Discussions about HPLC, CE, TLC, SFC, and other "liquid phase" separation techniques.

4 posts Page 1 of 1
Hi,

What would the industry specification on 'Mass Balance'.

We are working on a new method and from what we have see there is a difference of 2.42% (w/w) between the main peak and its impurities. Is this difference acceptable or are there limits to decide if something is in mass balance?

Thanks

K

So what you are saying is that you have a label claim assay result of about say 98% but your impurities % w/w of 4.5%. Is this correct or is it the other way round.

Assuming you are basing your analysis on % w/w results have you worked out response factors for your individual impurities (assuming you have them to hand?).

My gut feeling feeling is that mass balance discrepancies of between 2-5% are perfectly acceptable. Anything over 10% then I'd start to worry. Not sure if there is any definitive guidance on this topic within the FDA or ICH. There might well be, but it may be called something else other than "mass balance".

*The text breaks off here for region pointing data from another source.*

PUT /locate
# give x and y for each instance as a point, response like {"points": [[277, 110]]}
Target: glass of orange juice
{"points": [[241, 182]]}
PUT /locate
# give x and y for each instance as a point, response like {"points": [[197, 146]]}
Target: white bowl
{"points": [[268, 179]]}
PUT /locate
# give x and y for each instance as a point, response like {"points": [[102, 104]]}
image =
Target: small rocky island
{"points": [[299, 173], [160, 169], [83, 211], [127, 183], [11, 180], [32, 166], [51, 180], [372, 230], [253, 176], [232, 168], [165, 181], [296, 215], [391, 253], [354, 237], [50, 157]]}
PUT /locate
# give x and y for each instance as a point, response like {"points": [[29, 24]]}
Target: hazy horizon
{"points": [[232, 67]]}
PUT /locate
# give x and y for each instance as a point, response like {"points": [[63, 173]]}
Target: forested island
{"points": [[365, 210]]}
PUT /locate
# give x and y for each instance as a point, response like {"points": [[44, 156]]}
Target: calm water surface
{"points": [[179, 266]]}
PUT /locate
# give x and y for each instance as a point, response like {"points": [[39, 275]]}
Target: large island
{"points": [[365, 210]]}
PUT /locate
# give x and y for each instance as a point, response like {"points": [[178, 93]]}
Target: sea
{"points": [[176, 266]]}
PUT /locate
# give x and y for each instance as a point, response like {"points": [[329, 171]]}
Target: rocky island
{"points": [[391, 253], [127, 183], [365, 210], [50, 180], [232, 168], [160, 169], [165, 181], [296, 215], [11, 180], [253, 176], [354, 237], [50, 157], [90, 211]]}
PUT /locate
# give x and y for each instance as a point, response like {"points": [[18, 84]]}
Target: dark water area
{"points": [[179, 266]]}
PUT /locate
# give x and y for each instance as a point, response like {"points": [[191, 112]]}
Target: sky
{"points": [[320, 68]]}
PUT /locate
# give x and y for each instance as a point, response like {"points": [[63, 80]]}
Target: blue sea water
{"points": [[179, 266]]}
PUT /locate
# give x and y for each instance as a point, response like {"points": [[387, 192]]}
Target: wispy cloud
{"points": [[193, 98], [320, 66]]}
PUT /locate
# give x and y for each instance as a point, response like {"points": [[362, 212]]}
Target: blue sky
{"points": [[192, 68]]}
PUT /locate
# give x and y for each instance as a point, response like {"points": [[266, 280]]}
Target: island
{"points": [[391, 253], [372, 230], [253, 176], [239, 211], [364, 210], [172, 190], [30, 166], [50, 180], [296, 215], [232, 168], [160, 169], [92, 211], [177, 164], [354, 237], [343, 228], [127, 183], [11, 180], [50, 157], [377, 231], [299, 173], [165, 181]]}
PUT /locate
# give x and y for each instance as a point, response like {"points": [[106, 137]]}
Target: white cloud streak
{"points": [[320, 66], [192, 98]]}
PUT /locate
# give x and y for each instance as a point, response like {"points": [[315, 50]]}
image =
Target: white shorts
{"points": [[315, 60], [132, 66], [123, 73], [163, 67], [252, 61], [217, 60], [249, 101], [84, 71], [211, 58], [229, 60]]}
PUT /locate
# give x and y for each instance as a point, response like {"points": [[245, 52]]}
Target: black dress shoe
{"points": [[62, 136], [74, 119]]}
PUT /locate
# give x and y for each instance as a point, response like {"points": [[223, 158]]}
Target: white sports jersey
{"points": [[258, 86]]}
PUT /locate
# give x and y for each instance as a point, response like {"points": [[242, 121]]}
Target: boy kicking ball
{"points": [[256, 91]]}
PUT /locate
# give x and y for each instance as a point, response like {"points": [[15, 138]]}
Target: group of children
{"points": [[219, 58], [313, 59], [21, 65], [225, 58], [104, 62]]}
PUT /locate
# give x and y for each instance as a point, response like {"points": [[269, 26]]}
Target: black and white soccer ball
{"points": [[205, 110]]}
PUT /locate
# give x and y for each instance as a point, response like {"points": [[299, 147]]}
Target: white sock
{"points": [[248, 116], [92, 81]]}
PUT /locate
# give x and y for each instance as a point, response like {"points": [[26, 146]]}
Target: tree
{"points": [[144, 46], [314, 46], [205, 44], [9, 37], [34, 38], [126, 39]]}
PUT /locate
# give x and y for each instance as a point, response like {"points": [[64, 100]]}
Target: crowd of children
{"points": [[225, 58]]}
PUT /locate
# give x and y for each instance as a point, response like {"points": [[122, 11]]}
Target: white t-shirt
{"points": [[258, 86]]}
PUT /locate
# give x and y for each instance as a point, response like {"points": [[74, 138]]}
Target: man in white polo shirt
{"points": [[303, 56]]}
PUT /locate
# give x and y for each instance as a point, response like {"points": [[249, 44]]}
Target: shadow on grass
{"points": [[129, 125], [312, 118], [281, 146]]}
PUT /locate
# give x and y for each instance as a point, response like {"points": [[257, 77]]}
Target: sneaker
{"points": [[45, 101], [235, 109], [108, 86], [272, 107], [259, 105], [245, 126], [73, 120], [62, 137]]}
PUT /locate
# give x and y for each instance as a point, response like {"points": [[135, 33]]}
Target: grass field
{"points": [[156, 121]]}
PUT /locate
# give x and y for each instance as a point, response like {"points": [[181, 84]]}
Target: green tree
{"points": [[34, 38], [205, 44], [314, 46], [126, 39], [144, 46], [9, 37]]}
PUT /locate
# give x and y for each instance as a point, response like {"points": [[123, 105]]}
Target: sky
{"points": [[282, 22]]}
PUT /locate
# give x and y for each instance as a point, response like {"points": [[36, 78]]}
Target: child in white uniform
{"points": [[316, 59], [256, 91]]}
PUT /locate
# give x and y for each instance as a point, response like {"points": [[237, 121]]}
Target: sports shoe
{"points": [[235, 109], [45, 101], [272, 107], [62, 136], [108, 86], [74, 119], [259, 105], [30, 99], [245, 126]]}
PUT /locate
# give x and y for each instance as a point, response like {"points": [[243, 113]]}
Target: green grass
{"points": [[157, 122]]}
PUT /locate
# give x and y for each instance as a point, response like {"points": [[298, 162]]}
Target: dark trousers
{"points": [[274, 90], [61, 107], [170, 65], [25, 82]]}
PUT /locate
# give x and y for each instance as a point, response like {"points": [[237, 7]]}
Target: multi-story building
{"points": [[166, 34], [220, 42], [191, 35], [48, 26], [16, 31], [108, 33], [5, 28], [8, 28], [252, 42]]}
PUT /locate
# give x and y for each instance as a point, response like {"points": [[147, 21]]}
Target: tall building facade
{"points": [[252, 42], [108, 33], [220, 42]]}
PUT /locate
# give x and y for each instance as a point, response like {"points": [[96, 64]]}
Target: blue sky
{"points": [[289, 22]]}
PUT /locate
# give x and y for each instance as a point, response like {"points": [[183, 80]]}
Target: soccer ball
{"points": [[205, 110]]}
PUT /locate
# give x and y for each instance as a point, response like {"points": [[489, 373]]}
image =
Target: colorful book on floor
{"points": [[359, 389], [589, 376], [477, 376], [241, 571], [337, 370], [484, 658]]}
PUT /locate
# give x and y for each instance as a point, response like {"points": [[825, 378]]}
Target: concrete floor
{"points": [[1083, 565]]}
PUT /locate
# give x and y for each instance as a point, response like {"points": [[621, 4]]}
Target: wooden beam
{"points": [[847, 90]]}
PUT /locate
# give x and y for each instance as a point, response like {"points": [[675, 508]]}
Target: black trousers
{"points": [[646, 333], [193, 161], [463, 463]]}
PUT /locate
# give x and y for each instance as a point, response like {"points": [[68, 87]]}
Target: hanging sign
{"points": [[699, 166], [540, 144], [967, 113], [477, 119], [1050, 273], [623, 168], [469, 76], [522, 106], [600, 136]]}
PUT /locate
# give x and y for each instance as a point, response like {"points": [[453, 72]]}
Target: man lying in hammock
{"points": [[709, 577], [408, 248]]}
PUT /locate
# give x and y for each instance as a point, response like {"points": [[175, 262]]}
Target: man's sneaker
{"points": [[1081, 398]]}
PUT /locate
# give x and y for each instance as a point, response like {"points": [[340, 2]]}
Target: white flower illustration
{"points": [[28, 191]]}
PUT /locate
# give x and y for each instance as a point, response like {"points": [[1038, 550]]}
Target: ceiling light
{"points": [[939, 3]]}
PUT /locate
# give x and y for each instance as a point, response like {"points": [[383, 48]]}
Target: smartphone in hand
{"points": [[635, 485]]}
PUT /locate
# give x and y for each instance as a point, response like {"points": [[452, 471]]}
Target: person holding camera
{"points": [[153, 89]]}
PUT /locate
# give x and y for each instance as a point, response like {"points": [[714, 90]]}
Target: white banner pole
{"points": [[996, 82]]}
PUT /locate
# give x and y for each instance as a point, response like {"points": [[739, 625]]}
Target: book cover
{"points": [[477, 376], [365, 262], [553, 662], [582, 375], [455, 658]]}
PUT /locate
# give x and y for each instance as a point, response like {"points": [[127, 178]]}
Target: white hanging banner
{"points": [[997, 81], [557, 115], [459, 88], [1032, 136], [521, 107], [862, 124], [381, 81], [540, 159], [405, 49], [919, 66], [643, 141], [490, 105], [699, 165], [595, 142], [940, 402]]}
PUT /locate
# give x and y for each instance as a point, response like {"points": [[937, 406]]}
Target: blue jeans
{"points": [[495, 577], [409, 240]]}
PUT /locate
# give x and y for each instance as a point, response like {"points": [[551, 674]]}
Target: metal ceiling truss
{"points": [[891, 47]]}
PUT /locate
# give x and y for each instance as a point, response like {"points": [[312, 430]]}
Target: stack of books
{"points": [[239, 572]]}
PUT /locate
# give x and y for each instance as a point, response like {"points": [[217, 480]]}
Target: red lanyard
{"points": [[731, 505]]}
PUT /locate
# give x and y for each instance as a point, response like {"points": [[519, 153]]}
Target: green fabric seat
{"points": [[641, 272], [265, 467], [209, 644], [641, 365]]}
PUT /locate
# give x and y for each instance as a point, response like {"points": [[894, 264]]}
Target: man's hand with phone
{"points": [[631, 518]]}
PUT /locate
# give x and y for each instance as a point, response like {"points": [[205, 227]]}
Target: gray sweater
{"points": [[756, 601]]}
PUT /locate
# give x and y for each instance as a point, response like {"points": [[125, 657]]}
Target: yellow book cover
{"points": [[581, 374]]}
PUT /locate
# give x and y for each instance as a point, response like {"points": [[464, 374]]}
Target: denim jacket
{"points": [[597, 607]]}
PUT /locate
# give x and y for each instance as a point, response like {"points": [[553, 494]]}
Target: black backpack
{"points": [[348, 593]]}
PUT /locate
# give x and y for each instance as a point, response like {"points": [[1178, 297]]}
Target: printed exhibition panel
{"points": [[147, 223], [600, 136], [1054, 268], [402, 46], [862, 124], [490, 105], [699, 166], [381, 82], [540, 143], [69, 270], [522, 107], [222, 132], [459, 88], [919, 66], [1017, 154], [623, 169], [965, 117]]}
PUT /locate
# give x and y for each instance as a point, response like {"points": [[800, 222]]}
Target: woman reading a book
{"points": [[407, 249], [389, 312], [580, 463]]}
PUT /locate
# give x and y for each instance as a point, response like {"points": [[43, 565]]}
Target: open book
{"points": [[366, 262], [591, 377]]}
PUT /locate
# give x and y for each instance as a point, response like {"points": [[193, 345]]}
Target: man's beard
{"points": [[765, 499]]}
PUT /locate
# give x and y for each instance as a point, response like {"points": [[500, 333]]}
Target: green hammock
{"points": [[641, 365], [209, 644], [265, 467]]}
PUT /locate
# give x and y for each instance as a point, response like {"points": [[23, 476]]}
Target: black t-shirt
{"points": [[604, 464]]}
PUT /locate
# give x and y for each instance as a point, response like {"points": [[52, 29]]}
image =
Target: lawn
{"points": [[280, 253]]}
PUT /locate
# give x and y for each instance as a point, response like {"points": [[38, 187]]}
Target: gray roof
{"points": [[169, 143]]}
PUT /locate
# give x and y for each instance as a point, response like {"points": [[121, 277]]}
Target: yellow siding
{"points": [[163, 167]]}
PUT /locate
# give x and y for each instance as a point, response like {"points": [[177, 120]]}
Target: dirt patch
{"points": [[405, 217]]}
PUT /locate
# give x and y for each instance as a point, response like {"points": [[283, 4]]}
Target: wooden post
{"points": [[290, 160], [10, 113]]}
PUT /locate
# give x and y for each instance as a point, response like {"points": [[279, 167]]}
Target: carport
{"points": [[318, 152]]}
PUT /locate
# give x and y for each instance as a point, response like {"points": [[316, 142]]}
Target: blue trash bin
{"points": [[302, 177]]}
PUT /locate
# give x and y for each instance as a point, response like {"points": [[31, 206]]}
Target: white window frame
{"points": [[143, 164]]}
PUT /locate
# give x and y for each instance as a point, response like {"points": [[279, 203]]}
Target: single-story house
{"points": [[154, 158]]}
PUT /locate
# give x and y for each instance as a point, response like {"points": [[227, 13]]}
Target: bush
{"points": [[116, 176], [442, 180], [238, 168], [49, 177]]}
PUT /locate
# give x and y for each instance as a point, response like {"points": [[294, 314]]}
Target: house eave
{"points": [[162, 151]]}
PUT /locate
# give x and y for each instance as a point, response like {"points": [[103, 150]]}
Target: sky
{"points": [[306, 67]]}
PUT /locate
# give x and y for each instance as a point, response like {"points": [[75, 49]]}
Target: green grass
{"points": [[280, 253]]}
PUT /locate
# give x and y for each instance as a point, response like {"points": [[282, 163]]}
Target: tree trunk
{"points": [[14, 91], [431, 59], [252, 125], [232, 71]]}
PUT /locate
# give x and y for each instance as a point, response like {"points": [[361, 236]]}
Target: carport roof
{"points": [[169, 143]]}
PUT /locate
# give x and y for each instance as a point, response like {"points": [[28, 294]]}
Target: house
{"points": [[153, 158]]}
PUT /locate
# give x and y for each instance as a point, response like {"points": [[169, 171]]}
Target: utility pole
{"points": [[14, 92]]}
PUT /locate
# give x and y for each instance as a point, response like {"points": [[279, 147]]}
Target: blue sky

Any other thoughts / comments on this?

I know of no guidance given anywhere for mass balance.

I agree with Rob; a 2.5% dicrepency (high or low) is not significant.

Regards,
Dan

Most of the time the "mass balance" in degradation studies does not correlate due to several reasons.

One often assumes, that the percent of degradant formed corresponds to the percent parent drug degraded. This assumption would be invalid , if,

1The degradant had a molecular weight that differed significantly from that of the parent drug.
2.Difference in UV response factor.
3.Generation of Non-UV active impurities including gases .
4. Method not capable of detecting all impurities due to non-elution or different UV max for impurities.

we normally make attampt to correlate mass balance and include results in stress testing.